Voice Lessons is a book about writing from a woman with a remarkable story to tell and an utterly distinctive voice in which to tell it. Nancy Mairs’s essays have been called “triumphs... of will, style, candor, thought and even form” (Los Angeles Times). She has won acclaim for her autobiographical writing on themes from living with depression to renewing a marriage, from sex to religion. In Voice Lessons, Mairs’s subjects are literary, but as always her approach is personal, revealing, and inspiring. Mairs first shares her sharply drawn story on how “finding a voice” as an essayist transformed her life when she was a graduate student, wife, and mother in her late thirties. In a tribute to the liberating power of literature and feminist ideas, she shows how the words of other writers made possible a new career, a new life in difficult times. Voice Lessons goes on to explore other women’s writing and to outline a singular kind of literary life. Always grounding her writing in personal experience, always making ideas concrete, Mairs gives us essays on writing and the body, the challenges of autobiography, the revelatory power of Virginia Woolf and Alice Walker, the literature of personal disaster, and the art of dealing with rejection. Articulate, witty, incisive, and inspirational, Voice Lessons is a book for writers and aspiring writers, and for everyone who loves women’s writing.

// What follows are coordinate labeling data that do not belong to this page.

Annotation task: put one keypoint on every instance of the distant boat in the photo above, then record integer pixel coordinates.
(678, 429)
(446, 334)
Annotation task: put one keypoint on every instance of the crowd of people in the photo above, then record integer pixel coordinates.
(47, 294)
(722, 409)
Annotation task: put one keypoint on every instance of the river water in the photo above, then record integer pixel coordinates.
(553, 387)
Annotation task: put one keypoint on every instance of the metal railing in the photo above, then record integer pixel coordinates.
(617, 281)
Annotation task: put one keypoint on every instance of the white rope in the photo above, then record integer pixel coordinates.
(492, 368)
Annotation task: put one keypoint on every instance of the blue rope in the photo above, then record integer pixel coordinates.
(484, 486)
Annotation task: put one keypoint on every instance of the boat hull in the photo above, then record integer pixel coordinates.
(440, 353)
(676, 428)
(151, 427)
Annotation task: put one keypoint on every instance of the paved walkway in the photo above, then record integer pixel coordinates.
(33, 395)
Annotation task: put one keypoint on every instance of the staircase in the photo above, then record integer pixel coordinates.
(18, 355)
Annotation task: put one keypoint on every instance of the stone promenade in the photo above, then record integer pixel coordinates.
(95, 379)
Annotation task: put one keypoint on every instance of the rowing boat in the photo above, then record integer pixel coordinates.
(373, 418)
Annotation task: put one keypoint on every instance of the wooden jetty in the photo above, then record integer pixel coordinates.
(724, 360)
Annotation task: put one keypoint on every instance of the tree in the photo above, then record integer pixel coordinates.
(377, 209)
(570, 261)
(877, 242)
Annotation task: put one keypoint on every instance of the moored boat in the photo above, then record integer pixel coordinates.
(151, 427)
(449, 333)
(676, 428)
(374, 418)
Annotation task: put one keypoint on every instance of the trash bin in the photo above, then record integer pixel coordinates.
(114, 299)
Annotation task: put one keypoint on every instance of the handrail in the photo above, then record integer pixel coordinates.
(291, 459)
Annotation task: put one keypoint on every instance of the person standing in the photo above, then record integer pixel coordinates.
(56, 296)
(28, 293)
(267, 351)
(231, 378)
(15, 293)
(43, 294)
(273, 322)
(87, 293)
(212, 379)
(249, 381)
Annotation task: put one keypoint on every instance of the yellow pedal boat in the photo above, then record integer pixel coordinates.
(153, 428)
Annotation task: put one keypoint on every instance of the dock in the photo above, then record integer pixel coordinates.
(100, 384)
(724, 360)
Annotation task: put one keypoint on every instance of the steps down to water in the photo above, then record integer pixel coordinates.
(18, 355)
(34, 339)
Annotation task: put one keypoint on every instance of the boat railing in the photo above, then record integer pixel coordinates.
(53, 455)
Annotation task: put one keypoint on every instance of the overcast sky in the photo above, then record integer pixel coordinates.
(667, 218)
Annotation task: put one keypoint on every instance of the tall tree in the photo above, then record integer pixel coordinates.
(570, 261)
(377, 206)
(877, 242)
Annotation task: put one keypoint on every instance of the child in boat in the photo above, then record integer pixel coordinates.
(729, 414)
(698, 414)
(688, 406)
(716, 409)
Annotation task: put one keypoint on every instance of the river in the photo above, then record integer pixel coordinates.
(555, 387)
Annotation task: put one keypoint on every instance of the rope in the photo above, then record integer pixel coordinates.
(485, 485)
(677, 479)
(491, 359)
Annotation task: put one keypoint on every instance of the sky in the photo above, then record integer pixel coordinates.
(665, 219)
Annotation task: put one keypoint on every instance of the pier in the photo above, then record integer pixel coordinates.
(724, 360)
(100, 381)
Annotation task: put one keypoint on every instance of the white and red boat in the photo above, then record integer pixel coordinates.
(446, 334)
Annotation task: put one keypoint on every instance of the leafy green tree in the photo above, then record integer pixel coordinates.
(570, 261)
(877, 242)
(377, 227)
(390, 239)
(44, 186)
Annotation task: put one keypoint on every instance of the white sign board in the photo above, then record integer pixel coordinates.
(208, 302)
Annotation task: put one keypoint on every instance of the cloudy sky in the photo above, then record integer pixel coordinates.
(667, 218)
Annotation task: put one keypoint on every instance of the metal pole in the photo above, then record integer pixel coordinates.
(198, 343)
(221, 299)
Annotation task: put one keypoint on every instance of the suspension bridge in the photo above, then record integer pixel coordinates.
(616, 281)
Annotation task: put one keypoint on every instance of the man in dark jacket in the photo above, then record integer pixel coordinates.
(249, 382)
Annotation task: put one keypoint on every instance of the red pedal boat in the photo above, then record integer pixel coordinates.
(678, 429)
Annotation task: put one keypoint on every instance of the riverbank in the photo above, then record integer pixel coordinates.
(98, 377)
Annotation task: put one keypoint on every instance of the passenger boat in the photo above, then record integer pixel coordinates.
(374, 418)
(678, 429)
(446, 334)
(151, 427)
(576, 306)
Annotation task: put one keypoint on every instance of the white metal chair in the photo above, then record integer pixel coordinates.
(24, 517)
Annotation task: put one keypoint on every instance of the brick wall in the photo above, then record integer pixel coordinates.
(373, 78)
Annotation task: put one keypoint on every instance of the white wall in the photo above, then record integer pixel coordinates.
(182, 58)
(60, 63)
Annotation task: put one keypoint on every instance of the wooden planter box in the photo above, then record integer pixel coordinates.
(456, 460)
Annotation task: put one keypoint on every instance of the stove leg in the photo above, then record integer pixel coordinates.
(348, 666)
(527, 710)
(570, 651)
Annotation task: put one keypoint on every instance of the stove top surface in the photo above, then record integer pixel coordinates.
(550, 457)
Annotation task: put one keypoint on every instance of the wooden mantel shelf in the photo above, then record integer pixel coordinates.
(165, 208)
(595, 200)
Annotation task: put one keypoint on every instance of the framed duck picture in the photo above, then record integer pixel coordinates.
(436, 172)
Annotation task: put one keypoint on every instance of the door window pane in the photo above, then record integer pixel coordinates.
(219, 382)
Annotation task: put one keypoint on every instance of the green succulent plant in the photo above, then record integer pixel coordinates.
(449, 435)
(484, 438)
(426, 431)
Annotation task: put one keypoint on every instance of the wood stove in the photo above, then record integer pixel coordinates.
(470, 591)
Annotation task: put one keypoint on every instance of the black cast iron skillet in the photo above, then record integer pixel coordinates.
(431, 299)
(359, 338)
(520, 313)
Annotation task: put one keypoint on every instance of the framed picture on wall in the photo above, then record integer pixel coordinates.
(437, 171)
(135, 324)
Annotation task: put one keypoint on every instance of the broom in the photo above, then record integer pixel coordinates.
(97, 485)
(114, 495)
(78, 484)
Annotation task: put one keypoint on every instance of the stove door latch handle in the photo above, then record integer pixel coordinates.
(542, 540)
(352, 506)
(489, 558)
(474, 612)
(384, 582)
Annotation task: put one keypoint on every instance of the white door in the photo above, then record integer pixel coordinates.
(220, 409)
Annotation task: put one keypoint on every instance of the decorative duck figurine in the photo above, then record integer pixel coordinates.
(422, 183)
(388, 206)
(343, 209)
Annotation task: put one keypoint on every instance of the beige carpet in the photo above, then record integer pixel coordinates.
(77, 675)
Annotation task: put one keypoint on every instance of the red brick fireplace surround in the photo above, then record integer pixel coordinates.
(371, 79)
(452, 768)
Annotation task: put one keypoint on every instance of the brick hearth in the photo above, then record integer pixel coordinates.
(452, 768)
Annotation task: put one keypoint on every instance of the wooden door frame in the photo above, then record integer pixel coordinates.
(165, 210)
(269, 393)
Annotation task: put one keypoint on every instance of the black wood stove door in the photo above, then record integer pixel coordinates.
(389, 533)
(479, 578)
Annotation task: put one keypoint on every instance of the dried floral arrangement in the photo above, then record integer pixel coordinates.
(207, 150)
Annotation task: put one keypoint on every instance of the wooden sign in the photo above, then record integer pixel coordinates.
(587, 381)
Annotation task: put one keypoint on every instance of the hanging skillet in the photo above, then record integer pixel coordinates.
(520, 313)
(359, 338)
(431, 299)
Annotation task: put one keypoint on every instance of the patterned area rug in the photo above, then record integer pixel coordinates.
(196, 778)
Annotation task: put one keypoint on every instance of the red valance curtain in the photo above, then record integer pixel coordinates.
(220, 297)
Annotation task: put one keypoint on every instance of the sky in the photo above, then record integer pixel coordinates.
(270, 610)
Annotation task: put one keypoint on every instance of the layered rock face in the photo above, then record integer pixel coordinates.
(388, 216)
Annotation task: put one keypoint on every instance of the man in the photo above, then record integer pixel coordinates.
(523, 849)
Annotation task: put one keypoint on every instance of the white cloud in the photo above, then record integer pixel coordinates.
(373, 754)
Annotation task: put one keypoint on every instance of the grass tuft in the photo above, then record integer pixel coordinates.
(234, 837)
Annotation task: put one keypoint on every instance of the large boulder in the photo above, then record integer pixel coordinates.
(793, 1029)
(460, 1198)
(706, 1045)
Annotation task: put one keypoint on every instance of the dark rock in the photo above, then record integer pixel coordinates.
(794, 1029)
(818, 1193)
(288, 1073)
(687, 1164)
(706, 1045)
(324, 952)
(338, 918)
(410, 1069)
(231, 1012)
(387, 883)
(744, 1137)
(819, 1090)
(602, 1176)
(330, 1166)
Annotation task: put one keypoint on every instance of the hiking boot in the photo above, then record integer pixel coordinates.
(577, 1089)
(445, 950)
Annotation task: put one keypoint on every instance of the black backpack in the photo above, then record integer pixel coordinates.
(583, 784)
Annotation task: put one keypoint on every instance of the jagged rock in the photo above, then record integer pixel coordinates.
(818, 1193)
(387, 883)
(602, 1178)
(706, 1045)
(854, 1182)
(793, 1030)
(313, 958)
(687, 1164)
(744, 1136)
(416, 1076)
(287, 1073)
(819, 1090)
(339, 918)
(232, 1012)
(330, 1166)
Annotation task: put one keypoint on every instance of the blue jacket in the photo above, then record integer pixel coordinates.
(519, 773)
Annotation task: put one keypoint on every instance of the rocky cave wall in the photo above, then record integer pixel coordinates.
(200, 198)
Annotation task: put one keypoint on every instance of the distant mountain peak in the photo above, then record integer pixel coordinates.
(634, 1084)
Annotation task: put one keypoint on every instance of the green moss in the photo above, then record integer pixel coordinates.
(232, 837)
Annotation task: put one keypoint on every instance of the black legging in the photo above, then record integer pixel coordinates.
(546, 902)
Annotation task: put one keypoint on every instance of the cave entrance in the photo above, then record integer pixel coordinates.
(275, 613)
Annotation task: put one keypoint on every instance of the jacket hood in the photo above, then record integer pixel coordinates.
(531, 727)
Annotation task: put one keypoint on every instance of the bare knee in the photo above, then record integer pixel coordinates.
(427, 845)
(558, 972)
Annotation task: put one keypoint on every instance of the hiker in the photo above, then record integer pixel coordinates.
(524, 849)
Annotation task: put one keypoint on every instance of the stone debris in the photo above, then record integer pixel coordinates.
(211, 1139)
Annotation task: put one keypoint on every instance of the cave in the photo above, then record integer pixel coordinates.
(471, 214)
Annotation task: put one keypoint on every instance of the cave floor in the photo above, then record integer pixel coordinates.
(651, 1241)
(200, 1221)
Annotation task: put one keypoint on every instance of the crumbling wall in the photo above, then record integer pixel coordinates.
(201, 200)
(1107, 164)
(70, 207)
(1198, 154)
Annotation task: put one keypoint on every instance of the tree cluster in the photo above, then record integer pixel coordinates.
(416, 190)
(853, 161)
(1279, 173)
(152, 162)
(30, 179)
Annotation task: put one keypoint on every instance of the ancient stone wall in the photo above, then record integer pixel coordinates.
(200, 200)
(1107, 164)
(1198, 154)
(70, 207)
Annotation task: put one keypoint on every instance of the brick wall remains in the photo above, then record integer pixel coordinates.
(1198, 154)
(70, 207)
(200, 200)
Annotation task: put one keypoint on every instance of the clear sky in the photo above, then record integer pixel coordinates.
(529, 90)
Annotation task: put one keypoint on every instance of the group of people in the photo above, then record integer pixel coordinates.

“Mairs is an iconoclastic thinker; hers is an unusually original book and a great pleasure to read.”
—Publishers Weekly
“This is a provocative, honest, and revealing portrayal of how one writer deals with rejection and who is determined to fully despite multiple sclerosis.”
—Library Journal
“A small miracle of honesty mediated by dignity and humor.”
—Francine Prose, New York Newsday
“ [A] rich and wise collection about becoming a writer (and a woman)…grounded in a wry and candid account of a life that would have most others hanging on the ropes…hers is a singular voice we can all attend to.”
—Faye Moskowitz, Washington Post Book World
“It is fascinating to watch Nancy Mairs grappling with theoretical issues in a way that makes them personal and immediate. As in her previous work, Mairs shows the courage and tenacity and honesty of a true personal essayist.”